Die Veröffentlichung Ihres Artikels fällt in die Zeit der Attacken von Würzburg und Ansbach. Wie haben derartige Entwicklungen Ihr Projekt beeinflusst?

Die Anschläge haben nochmal gezeigt, wie schnell die Stimmung kippen kann. Zwischen dem Druck und der Auslieferung liegen bei unserem Magazin immer acht Tage. München war ganz frisch, Ansbach war ganz frisch und Würzburg war auch noch nicht lange her. Wir wussten nicht, ob in der Woche noch etwas passieren wird und wir vielleicht in eine Stimmung hineinpublizieren, in der das Thema in der Form unpassend gewesen wäre. Das ist ja das verrückte an dem Thema. Es ist überhaupt nicht vorhersehbar oder gar abschließend zu beantworten.

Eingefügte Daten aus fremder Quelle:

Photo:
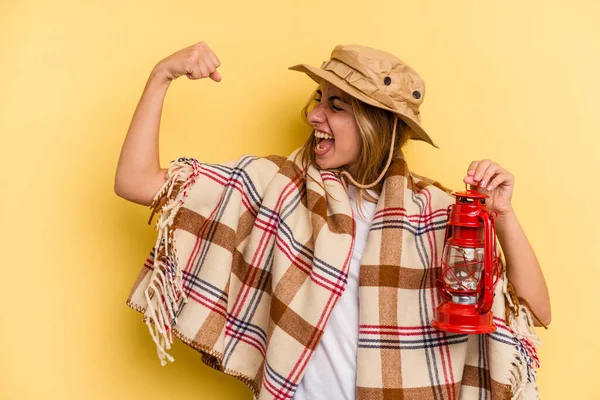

Zum Ende noch eine ganz andere Frage: Was denken Sie über unser 365-Tage-Projekt „Schaffen wir das?“

Mir gefällt der Fleckenteppich in den Geschichten auf Ihrer Homepage, das passt zu der offenen Ausgangsfrage. Anfangs haben wir auch gedacht, wir machen eine Art Collage. Aber dann haben wir die Geschichte doch ganz klassisch erzählt. Ich finde „Schaffen wir das?“ grundsätzlich gut. Als Journalistenschüler haben Sie vielleicht etwas mehr Zeit und Freiheit in der Gestaltung. So ein Projekt zeigt auch, was Journalisten alles aus einem Thema rausholen können. Die Kollegen, die bereits richtig im Tagesgeschäft drinstecken, haben fast keine Chance, so etwas zu realisieren.